Predicting Allstars

F1 Score
Confusion Matrix
Model Assessment
Model Assessment through TPR/FPR, PPV/NPV, and F1 Score
Author
Affiliation

Garrett Salisbury

West Point

Published

September 11, 2024

Learning Objectives

  • Understand True Positive (Sensitivity) and True Negative (Specificity) Rates (TPR and TNR, respectively)

  • Understand Positive and Negative Predictive Values (PPV and NPV, respectively)

  • Understand F1 Score

  • Train a predictive model and test it on new data

  • Utilize TPR, TNR, PPV, NPV, and F1 Score to assess model adequacy

Introduction

There are many players in the MLB that are considered “perennial All Stars.” However, every year there are a handful of players that make the All Star game in an unexpected fashion. All Star game selection does not have a set standard for a player’s performance, but rather seems to rely on their popularity among fans.
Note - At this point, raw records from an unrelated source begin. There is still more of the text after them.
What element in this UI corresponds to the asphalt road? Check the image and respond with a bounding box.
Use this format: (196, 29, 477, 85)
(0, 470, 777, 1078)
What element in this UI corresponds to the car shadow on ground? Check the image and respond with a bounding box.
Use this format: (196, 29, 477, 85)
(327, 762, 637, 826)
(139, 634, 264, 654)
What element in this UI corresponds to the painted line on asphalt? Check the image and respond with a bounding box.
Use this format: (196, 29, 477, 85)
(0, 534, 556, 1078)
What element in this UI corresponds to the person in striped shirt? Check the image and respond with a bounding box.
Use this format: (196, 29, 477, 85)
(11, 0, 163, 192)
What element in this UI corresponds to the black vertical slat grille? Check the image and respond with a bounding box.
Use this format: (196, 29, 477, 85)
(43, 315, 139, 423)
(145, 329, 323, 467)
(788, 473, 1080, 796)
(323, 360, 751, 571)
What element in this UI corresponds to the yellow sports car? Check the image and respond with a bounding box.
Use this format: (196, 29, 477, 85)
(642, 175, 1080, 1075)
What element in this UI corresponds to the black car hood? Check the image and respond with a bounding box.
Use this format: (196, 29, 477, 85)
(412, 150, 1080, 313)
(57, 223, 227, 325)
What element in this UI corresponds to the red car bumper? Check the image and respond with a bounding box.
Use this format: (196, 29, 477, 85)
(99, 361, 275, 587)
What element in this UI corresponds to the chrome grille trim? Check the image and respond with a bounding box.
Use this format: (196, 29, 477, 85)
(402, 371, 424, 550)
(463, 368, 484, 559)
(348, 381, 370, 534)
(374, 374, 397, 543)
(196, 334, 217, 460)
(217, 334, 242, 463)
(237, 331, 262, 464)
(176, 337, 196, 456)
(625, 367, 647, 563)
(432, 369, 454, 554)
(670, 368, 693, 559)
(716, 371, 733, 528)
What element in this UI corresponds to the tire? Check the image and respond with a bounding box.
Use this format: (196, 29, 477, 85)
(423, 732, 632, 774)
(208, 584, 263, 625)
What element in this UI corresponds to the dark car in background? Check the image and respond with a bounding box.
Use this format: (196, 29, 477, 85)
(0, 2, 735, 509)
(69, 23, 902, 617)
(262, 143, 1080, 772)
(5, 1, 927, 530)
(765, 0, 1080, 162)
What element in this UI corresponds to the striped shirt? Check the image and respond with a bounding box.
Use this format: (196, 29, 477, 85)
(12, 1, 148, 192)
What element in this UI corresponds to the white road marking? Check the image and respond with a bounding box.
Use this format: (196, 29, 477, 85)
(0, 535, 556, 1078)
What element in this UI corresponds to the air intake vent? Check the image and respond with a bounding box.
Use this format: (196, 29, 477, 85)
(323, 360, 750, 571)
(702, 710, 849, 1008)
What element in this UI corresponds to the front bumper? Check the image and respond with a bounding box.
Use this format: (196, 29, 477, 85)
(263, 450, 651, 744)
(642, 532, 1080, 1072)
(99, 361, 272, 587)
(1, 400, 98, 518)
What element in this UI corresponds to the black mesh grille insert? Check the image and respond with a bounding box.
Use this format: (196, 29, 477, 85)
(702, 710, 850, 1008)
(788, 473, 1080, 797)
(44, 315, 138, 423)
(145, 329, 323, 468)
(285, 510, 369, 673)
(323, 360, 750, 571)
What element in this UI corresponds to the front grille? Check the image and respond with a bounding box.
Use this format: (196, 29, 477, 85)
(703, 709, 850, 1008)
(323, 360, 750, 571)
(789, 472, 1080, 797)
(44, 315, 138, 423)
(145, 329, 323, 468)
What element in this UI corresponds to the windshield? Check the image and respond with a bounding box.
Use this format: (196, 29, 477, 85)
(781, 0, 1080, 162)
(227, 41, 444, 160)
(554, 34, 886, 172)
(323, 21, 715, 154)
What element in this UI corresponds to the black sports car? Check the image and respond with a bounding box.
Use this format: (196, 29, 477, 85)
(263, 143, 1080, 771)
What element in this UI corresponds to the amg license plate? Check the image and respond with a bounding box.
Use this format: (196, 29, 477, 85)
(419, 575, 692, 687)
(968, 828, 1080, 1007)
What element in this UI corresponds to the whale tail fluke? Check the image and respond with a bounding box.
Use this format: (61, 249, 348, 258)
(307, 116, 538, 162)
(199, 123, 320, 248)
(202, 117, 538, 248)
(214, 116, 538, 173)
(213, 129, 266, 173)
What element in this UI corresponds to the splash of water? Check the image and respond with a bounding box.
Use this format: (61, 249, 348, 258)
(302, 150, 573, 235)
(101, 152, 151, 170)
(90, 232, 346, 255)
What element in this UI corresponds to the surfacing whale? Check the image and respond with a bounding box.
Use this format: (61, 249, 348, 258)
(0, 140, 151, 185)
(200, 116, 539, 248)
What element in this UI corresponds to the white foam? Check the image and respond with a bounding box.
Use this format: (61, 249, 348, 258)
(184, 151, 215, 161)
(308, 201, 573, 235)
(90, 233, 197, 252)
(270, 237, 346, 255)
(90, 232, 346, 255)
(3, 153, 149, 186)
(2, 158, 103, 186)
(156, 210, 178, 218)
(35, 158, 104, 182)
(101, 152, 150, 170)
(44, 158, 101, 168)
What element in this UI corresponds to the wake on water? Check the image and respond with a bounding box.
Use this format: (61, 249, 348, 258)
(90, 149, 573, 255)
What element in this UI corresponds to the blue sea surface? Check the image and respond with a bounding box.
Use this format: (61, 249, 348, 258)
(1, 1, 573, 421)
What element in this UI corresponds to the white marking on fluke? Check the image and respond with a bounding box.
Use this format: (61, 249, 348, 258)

This module aims to see if there is a way to predict which players are poised to make the All Star game based on the statistics of their previous season.

In order to accomplish this, a model must be trained by a data set. This trained model is then applied to “unseen” data that has been split from the same data set as the training data. After the new data has been run against the model, the adequacy of the model can be judged through measures including True Positive and True Negative Rates (Sensitivity and Specificity, respectively), Positive and Negative Predictive Values, and the F1 Score. A further explanation of each measure is provided in the Methods/Instructional Content section.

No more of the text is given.